Sams used a stick to break up the oily film on the top of the water. It re-formed the second he pulled out the stick, a sign that it’s oil and not something natural

 

“And so poking it with a stick is the scientific method,” he joked.

 

Of course, the actual scientific method is a lot more sophisticated. A researcher from UGA pulled on waders to stride into the dark water and collect a sample. Others came from places all over the region with oil in the water, on the ground and coating marsh grass.

 

The samples went back to Athens for testing in the lab.

 

“Every hydrocarbon is distinct, and it has a fingerprint,” explained oceanographer and UGA professor Samantha Joye. She was one of the lead researchers on the Deepwater Horizon oil spill in the Gulf of Mexico. She’s recognized as international expert.

 

“We extract the hydrocarbons out of those samples and then we run them on this really fancy instrument,” she said. “And we can determine what’s in there.”

 

They can not only tell what kind of oil it is, they can specifically match it to other samples.

 

Joye is not the only one doing this kind of fingerprinting. So is Unified Command, the joint response effort of the state, the Coast Guard, and the responsible party, Gallagher Marine. 

 

Doug Haymans with the state Department of Natural Resources said they want to make sure the oil they find definitely came from the ship.

 

“There are there are things that have been picked up in those water quality samples that we have seen in this estuary prior to this incident,” he said. “And so that's where the real work is going to be, is determining whether or not anything that we're seeing is because of the incident.”

 

The only way for either Joye or Haymans to be sure where the oil came from is to compare it to a sample from the ship. 

 

Unified Command has that sample. Joye does not. Haymans said releasing the sample will be handled “on a case by case basis based on request.” Joye has requested it. 

 

What troubles Joye is that, while she is willing to share what she is learning about the oil’s spread, Unified Command has so far not shared with her as much as she’d like. She said that could put Georgia communities on the back foot.

 

“Imagine a year, a year and a half from now when there’s litigation and a settlement,” Joye said. “What ecosystems along coastal Georgia were damaged from this spill? We have to be able to answer that question in a robust way that protects the people and the ecosystems of the state of Georgia.”

 

Unified Command is collecting samples weekly from 22 sites in the surrounding waterways and coastlines. Joye on the other hand is going wherever there’s oil in water.
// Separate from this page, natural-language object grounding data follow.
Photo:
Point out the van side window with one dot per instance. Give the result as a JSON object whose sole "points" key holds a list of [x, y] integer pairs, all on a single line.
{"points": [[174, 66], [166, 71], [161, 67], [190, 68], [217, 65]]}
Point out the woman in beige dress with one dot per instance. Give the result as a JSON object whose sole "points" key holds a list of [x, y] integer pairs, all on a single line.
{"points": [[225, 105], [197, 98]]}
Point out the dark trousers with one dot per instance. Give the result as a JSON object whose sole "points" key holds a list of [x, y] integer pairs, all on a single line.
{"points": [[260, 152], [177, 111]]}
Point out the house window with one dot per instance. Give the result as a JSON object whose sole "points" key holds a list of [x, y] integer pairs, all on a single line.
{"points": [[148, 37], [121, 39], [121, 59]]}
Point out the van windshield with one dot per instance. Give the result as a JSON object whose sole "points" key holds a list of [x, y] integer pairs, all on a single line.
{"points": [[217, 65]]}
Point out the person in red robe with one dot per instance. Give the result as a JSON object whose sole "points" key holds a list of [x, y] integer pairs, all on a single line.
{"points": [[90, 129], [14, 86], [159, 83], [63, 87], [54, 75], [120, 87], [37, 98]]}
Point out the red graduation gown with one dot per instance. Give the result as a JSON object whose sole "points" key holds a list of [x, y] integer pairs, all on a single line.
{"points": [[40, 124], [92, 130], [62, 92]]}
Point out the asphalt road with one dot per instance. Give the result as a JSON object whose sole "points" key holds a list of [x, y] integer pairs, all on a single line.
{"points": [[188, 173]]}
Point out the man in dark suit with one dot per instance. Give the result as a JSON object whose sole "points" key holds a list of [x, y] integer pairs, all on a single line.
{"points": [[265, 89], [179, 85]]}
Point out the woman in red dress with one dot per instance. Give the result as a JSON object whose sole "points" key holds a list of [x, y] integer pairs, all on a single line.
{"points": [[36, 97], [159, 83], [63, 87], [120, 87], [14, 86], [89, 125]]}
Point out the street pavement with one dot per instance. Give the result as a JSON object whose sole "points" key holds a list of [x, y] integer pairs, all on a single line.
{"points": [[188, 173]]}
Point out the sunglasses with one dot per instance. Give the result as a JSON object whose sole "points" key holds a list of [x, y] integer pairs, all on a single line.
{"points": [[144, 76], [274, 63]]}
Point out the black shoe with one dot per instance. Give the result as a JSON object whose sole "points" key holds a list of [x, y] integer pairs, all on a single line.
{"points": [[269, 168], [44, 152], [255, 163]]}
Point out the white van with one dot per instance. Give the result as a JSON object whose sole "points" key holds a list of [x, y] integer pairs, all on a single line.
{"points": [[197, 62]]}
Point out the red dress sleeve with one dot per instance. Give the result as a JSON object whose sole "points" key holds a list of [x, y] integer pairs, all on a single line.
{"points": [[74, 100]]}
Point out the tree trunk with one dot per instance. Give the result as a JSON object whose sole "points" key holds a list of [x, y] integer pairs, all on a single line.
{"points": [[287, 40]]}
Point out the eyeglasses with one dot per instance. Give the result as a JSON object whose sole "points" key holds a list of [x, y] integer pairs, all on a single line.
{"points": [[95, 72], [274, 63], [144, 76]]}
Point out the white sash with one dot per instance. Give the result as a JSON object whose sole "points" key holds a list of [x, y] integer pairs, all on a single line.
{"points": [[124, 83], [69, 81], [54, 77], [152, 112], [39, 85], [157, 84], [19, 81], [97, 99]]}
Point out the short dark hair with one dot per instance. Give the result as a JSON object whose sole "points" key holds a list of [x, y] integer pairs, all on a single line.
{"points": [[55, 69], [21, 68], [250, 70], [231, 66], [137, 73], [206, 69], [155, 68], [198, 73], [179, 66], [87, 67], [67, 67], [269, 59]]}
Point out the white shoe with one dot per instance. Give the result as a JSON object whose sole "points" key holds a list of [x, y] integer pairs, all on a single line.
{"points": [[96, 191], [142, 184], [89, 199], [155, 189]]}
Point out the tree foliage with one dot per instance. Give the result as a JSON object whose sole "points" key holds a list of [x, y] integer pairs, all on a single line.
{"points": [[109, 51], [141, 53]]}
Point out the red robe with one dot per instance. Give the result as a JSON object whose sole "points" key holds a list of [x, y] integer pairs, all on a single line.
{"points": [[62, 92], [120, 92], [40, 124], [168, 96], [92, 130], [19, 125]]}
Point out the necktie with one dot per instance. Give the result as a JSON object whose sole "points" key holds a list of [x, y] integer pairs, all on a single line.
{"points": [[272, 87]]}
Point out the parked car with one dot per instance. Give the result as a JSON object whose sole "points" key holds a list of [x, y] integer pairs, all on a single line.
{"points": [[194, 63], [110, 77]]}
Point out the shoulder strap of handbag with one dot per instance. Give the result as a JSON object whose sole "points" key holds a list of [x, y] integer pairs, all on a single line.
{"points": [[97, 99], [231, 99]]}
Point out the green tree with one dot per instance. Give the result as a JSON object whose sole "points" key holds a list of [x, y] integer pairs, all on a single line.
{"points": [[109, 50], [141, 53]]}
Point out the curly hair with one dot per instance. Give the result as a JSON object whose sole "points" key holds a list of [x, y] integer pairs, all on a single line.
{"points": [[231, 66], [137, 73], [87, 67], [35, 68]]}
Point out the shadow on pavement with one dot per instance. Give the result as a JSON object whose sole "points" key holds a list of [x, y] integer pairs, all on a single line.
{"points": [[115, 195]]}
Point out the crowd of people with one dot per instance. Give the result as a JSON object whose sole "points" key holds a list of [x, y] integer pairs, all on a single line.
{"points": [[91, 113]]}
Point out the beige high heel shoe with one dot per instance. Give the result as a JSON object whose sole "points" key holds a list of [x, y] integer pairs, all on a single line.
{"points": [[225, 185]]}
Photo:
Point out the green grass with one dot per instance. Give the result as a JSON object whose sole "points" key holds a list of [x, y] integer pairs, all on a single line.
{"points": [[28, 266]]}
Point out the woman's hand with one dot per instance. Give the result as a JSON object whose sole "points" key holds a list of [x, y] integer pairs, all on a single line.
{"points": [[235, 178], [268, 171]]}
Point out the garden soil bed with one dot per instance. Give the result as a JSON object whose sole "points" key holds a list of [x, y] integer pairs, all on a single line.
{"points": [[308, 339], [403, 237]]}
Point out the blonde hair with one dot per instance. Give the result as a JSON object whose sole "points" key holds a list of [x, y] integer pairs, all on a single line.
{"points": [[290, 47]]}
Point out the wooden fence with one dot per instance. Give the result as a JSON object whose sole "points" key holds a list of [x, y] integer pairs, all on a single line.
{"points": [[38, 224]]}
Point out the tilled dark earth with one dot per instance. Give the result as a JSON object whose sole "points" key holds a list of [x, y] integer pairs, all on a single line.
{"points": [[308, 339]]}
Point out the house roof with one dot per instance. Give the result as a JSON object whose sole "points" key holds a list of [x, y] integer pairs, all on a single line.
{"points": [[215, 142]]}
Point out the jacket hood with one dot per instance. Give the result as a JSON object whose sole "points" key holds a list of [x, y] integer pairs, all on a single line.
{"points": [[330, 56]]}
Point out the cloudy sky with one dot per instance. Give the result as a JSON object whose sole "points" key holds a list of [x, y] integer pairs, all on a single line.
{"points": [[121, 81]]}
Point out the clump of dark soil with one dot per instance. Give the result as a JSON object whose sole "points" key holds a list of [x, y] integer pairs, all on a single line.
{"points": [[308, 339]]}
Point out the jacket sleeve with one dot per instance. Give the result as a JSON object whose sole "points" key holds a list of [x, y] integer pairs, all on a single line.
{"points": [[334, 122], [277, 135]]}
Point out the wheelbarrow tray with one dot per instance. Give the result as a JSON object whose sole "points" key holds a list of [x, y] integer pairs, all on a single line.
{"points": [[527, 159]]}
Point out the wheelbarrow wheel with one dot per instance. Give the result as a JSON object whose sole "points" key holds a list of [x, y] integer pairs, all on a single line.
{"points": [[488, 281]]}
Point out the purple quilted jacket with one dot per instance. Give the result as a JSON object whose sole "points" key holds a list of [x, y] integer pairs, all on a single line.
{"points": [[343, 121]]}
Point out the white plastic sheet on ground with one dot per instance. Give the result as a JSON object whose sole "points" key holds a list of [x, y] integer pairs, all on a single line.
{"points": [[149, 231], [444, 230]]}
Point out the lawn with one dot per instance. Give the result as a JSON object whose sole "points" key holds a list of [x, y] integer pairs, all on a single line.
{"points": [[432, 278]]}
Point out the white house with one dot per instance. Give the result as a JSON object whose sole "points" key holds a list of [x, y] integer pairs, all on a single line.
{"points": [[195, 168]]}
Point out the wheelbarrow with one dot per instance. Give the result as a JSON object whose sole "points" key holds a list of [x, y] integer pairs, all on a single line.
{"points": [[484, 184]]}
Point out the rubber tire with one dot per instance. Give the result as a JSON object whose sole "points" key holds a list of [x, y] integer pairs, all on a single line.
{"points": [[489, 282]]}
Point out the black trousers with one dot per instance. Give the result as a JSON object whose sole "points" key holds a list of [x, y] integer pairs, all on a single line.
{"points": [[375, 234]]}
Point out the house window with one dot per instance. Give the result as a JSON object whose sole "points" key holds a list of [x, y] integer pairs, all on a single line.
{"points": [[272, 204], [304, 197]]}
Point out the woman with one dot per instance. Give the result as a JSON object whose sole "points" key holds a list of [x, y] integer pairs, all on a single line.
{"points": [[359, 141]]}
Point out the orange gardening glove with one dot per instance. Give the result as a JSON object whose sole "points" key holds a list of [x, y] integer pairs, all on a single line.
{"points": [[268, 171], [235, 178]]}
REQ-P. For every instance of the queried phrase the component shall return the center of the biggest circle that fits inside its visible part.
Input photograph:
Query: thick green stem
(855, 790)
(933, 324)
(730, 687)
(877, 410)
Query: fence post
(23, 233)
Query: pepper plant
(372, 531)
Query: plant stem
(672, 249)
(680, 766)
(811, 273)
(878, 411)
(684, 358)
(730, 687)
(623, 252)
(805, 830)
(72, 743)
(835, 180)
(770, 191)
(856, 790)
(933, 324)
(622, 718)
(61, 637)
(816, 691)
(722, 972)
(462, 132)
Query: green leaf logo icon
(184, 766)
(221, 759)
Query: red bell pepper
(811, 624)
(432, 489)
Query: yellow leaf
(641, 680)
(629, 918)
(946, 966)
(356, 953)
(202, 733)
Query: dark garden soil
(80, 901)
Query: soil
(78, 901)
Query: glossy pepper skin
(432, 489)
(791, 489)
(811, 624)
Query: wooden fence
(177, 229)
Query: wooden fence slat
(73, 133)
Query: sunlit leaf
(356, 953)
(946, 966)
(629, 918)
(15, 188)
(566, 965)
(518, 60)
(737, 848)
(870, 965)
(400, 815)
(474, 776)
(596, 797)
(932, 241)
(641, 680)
If she could compare her samples to the fuel and oil from the Golden Ray, it might paint a more far reaching picture of the spill. 

 

“We hope that when this is all over, the work that the University of Georgia is doing and the work that Unified Command is doing will help tell a complete story,” Haymans said.

 

But Joye said “when this is all over” isn’t soon enough when there’s oil spreading through the Marshes of Glynn County, and maybe beyond, right now.